PROSES DAN TEORI
DALAM INOVASI
1.
PENDAHULUAN
Di era sekarang ini ilmu pengetahuan dan
teknologi terus berkembang sangat pesat di segala bidang, termasuk di bidang
pendidikan. Perkembangan dan kemajuan IPTEK di dunia pendidikan tersebut
menuntut kesiapan dan kemampuan dari seluruh pelaku yang terlibat di institusi
pendidikan agar pendidikan di indonesia dapat terus maju dan berkembang
sehingga pendidikan kita tidak ketinggalan dengan negara-negara lain.
Pada kenyataan yang ada pada dunia pendidikan
kita saat ini ternyata sering dijumpai bahwa banyak kemajuan IPTEK yang
seharusnya dapat digunakan untuk menunjang kemajuan pendidikan tetapi sering
tidak di implementasikan oleh para pelaku pendidikan, khususnya oleh para guru
sebagai pelaku utama maju tidaknya dunia pendidikan di tanah air. Hal tersebut
terjadi karena beberapa sebab, antara lain karena kemajuan-kemajuan atau
inovasi-inovasi yang ada tidak dikomunikasikan dengan baik sehingga
inovasi-inovasi yang ada tidak dapat diterima dan dikembangkan untuk kemajuan
pendidikan.
Dengan melihat kenyataan-kenyataan diatas
maka sangat penting diberiakan pemahaman yang utuh dan upaya-upaya penyadaran
kepada seluruh guru dan pihak-pihak terkait di bidang pendidikan tentang arti
pentingnya mengkomunikasikan inovasi-inovasi bidang pendidikan kepada seluruh
guru dan pihak terkait dengan pendidikan sehingga seluruh inovasi-inovasi
tersebut dapat cepat diterima atau di adopsi oleh seluruh pelaku yang terlibat
dalam pendidikan di Indonesia, sehingga pendidikan di negara kita dapat terus
maju dan berkembang.
2.
TUJUAN
MAKALAH
Tujuan penulisan makalah ini adalah untuk memberikan
gambaran dan pengetahuan tentang teori
inovasi dan prosses difusi inovasi dalam dunia pendidikan dan memahami arti
pentingnya komunikasi dalam menyampaikan suatu inovasi atau ide-ide baru dari
seseorang atau unit tertentu yang telah memiliki pengetahuan dan pengalaman
dalam menggunakan inovasi tersebut ( innovator) kepada seseorang atau unit-unit
lain yang belum memiliki pengetahuan dan pengalaman tentang inovasi tersebut
(potensial adopter) sehingga suatu inovasi dapat diterima dan di
implementasikan oleh seseorang atau unit-unit lain.
3.
ISI
POKOK
a.
Sejarah
munculnya teori Difusi Inovasi
Manusia pada umumnya adalah bersifat aktif yang dilakukuan secara sadar untuk
mengembangkan dirinya kearah yang lebih baik. Segala bentuk perubahan pada diri
manusia baik secara individu maupun kelompok dapat diamati dari perubahan –
perubahan perilakunya. Proses perkembangan manusia sebagian di tentukan oleh
kehendak sendiri dan sebagian di tentukan oleh alam atau lingkungan sekitarnya.

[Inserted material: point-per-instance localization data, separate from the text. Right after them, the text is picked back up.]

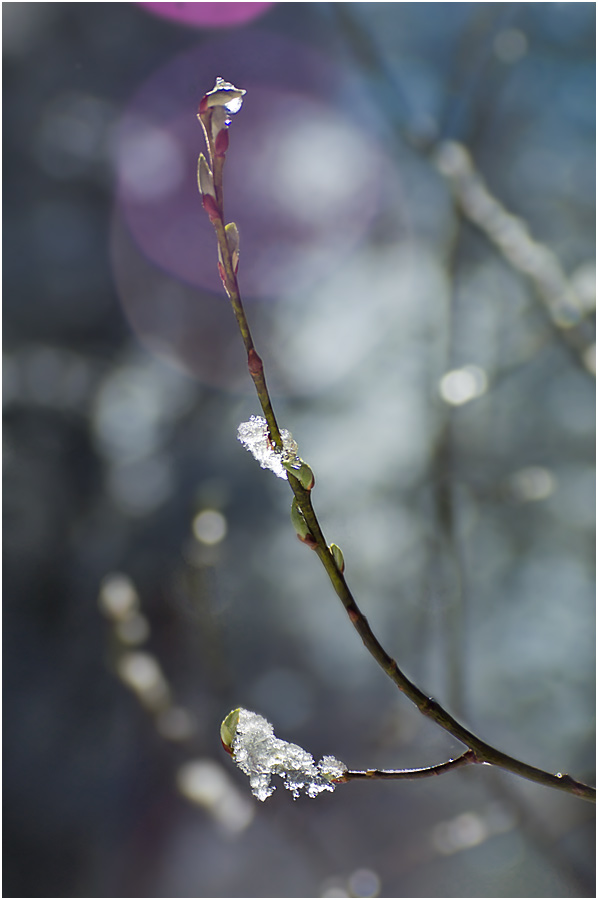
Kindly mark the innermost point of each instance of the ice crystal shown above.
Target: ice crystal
(255, 437)
(260, 754)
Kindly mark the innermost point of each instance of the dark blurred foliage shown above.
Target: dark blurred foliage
(439, 384)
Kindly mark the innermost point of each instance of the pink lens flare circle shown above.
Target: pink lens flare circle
(304, 179)
(208, 15)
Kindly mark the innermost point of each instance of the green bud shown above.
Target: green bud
(302, 473)
(205, 181)
(232, 239)
(299, 523)
(228, 730)
(337, 555)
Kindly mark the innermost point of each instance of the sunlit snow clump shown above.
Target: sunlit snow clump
(255, 438)
(260, 754)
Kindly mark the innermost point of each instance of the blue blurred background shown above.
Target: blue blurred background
(414, 185)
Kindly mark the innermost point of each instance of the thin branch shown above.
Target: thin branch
(409, 774)
(479, 751)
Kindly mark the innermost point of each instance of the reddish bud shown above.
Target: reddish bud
(211, 207)
(221, 142)
(254, 362)
(309, 540)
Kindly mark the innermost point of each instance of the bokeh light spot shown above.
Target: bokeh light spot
(209, 527)
(462, 385)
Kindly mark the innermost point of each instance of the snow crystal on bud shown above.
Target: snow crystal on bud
(255, 437)
(260, 754)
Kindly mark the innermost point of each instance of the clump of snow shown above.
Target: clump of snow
(260, 754)
(255, 437)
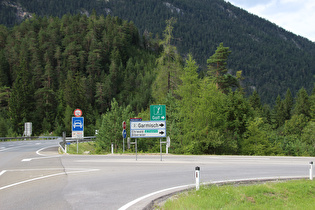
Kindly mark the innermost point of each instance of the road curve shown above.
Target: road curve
(34, 176)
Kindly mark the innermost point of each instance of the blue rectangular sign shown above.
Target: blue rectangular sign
(77, 123)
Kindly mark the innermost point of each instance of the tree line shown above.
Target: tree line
(210, 113)
(49, 66)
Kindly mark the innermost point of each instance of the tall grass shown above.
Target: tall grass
(298, 194)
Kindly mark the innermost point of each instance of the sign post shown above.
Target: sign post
(124, 134)
(157, 112)
(147, 129)
(77, 127)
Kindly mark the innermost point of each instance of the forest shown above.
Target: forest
(50, 66)
(271, 58)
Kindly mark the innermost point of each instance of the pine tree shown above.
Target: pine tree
(302, 104)
(217, 65)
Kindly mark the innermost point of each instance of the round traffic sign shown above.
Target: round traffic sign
(77, 113)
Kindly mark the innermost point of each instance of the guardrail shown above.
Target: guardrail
(28, 138)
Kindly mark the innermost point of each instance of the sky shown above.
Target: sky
(296, 16)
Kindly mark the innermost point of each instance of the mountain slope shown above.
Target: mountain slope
(272, 59)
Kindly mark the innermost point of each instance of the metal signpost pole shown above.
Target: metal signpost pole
(161, 148)
(136, 150)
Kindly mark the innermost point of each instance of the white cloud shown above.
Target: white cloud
(296, 16)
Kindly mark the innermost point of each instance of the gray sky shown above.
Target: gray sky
(296, 16)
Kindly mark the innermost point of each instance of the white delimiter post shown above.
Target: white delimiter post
(197, 175)
(311, 170)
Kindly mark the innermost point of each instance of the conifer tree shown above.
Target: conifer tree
(168, 65)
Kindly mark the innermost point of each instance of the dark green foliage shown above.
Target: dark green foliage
(50, 66)
(272, 59)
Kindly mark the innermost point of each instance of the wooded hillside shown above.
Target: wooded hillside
(272, 59)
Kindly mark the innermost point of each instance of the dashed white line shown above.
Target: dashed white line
(44, 177)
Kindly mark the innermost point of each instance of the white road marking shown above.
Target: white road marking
(2, 172)
(48, 176)
(126, 206)
(38, 151)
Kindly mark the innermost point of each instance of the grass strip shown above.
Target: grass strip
(296, 194)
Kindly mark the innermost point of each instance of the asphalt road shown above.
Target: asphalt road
(34, 176)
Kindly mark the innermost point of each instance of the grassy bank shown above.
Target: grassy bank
(297, 194)
(84, 148)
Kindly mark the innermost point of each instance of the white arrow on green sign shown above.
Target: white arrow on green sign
(147, 129)
(157, 112)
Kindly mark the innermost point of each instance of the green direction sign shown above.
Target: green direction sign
(157, 112)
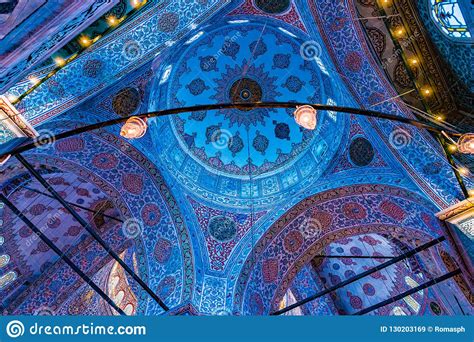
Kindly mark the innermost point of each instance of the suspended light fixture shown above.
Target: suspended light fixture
(305, 116)
(134, 128)
(466, 143)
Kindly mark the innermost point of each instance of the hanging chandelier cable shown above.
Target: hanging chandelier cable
(40, 141)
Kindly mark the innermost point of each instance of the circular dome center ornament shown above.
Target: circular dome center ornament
(222, 228)
(245, 90)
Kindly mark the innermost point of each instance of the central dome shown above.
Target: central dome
(245, 90)
(244, 63)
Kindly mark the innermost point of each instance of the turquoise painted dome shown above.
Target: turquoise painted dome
(223, 152)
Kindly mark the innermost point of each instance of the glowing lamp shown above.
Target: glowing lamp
(305, 116)
(466, 143)
(134, 128)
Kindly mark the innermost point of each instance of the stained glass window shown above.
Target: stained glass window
(449, 17)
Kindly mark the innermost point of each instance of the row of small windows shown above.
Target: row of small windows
(448, 16)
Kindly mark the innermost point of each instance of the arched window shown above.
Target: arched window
(450, 17)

Munculnya Teori Difusi Inovasi dimulai pada awal abad
ke-20, tepatnya tahun 1903, ketika seorang sosiolog Perancis, Gabriel Tarde,
memperkenalkan Kurva Difusi berbentuk S (S-shaped Diffusion Curve). Kurva ini
pada dasarnya menggambarkan bagaimana suatu inovasi diadopsi seseorang atau
sekolompok orang dilihat dari dimensi waktu. Pada kurva ini ada dua sumbu
dimana sumbu yang satu menggambarkan tingkat adopsi dan sumbu yang lainnya
menggambarkan dimensi waktu.
Pemikiran Tarde menjadi penting karena secara sederhana
bisa menggambarkan kecenderungan yang terkait dengan proses difusi inovasi.

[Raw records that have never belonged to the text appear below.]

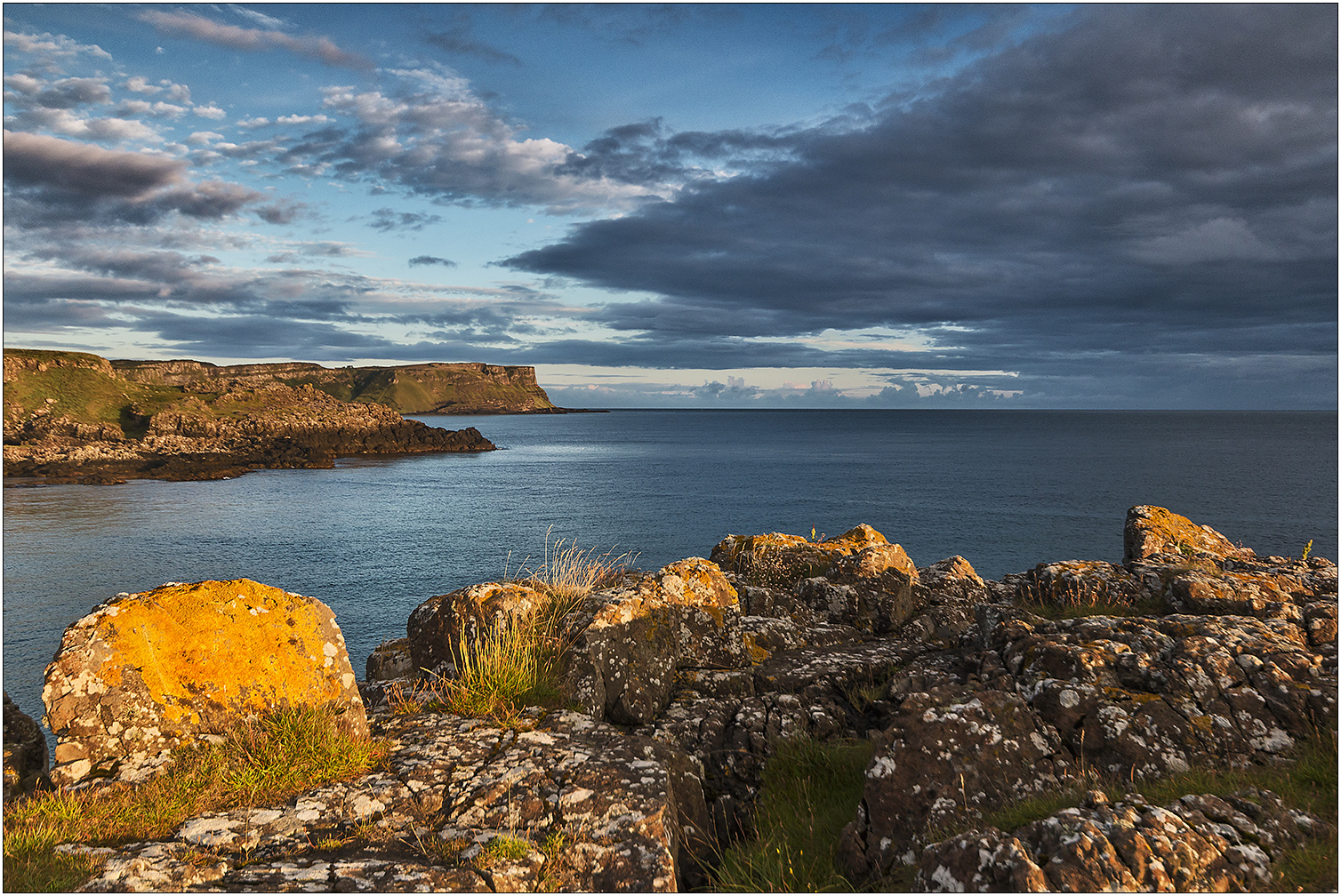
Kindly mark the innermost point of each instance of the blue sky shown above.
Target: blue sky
(691, 205)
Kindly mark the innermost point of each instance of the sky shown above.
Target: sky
(770, 205)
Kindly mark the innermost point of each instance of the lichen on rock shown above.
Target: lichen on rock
(147, 672)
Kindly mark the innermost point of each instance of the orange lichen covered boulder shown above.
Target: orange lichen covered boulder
(1156, 532)
(148, 672)
(778, 560)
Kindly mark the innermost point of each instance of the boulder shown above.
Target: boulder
(26, 762)
(1153, 695)
(950, 756)
(626, 643)
(1080, 584)
(1196, 844)
(775, 560)
(1158, 532)
(441, 627)
(582, 806)
(147, 672)
(390, 660)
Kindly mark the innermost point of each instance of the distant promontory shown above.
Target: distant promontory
(76, 418)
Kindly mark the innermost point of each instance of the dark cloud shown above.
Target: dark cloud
(388, 220)
(1147, 180)
(52, 181)
(457, 41)
(34, 160)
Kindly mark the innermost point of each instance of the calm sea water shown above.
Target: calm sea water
(375, 537)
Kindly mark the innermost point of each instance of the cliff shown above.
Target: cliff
(74, 418)
(416, 388)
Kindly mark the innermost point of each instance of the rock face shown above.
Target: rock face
(74, 418)
(585, 808)
(441, 627)
(1198, 844)
(1156, 532)
(973, 693)
(414, 388)
(628, 643)
(26, 761)
(147, 672)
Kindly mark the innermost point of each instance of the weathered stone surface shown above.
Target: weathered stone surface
(440, 627)
(1151, 695)
(626, 643)
(1155, 530)
(871, 589)
(1196, 844)
(389, 660)
(26, 764)
(775, 560)
(623, 814)
(948, 756)
(1080, 584)
(145, 672)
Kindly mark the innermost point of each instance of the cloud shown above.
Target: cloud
(430, 259)
(251, 39)
(54, 181)
(456, 41)
(428, 133)
(1147, 180)
(388, 220)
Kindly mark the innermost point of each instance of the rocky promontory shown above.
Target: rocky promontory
(73, 418)
(678, 687)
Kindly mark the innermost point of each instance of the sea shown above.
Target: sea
(374, 537)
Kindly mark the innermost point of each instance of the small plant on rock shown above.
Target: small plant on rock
(259, 761)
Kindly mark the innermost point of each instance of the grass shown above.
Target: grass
(810, 790)
(258, 762)
(1081, 600)
(517, 663)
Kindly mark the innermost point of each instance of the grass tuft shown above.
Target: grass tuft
(517, 663)
(261, 761)
(810, 790)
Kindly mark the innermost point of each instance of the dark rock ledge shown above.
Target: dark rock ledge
(686, 680)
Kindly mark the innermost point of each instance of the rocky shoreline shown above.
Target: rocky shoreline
(195, 432)
(679, 684)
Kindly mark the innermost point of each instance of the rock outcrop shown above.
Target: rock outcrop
(26, 762)
(1198, 844)
(148, 672)
(414, 388)
(166, 434)
(976, 696)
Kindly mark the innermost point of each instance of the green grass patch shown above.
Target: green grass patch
(518, 663)
(258, 762)
(810, 790)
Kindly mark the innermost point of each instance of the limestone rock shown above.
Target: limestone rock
(626, 813)
(1080, 584)
(389, 660)
(440, 627)
(1155, 530)
(628, 642)
(776, 560)
(1196, 844)
(26, 764)
(147, 672)
(948, 756)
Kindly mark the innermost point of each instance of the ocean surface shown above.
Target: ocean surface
(377, 535)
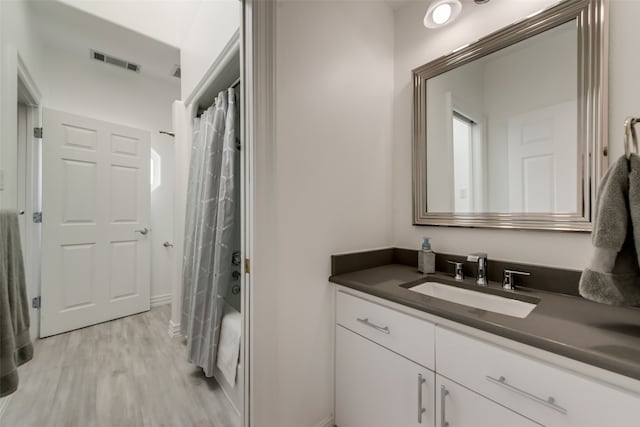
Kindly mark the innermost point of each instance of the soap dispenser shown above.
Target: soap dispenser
(426, 257)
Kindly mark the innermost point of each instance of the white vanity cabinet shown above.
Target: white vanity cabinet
(550, 395)
(376, 384)
(389, 363)
(376, 387)
(459, 407)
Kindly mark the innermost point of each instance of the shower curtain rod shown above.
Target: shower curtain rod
(202, 110)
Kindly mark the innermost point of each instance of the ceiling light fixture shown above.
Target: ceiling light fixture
(441, 12)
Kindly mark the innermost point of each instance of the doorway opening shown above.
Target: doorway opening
(98, 186)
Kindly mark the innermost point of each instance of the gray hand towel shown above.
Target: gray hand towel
(15, 342)
(613, 276)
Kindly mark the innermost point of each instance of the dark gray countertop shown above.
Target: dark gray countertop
(600, 335)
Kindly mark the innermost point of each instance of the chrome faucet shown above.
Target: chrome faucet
(481, 259)
(507, 280)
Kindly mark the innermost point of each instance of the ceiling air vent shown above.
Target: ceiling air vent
(108, 59)
(176, 71)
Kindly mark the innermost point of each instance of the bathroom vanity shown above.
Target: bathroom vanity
(404, 358)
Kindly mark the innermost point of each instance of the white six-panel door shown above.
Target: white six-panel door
(543, 160)
(96, 255)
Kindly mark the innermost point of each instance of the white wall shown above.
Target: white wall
(332, 188)
(77, 85)
(214, 24)
(15, 34)
(414, 46)
(163, 20)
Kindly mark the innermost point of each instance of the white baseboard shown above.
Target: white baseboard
(174, 329)
(327, 422)
(4, 402)
(163, 299)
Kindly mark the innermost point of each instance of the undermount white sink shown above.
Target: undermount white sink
(483, 301)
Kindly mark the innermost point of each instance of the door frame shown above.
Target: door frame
(16, 70)
(183, 114)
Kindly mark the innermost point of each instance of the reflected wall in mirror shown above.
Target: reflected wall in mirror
(508, 130)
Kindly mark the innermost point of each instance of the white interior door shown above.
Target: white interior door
(543, 160)
(96, 246)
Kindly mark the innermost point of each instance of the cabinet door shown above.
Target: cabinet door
(460, 407)
(376, 387)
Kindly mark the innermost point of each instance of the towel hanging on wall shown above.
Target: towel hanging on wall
(613, 276)
(15, 342)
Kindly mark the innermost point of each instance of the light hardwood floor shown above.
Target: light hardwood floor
(127, 372)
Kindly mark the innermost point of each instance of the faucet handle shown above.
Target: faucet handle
(459, 274)
(476, 257)
(507, 281)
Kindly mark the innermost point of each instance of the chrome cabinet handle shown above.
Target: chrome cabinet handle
(421, 410)
(384, 330)
(443, 406)
(549, 402)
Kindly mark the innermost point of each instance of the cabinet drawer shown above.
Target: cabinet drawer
(460, 407)
(547, 394)
(409, 336)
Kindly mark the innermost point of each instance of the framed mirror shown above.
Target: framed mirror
(510, 131)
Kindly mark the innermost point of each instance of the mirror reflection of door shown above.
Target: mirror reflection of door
(542, 160)
(469, 164)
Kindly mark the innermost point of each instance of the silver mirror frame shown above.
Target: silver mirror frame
(591, 16)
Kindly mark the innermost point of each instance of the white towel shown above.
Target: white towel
(229, 344)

Rogers (1983) mengatakan, Tarde’s S-shaped diffusion curve is of current
importance because “most innovations have an S-shaped rate of adoption”. Dan
sejak saat itu tingkat adopsi atau tingkat difusi menjadi fokus kajian penting
dalam penelitian-penelitian sosiologi.
Pada tahun 1940, dua orang sosiolog, Bryce Ryan dan Neal
Gross, mempublikasikan hasil penelitian difusi tentang jagung hibrida pada para
petani di Iowa, Amerika Serikat. Hasil penelitian ini memperbarui sekaligus
menegaskan tentang difusi inovasimodel kurva S. Salah satu kesimpulan
penelitian Ryan dan Gross menyatakan bahwa “The rate of adoption of the
agricultural innovation followed an S-shaped normal curve when plotted on a
cumulative basis over time.”
Perkembangan berikutnya dari teori Difusi Inovasi terjadi
pada tahun 1960, di mana studi atau penelitian difusi mulai dikaitkan dengan
berbagai topik yang lebih kontemporer, seperti dengan bidang pemasaran, budaya,
dan sebagainya. Di sinilah muncul tokoh-tokoh teori Difusi Inovasi seperti
Everett M. Rogers dengan karya besarnya Diffusion of Innovation (1961); F.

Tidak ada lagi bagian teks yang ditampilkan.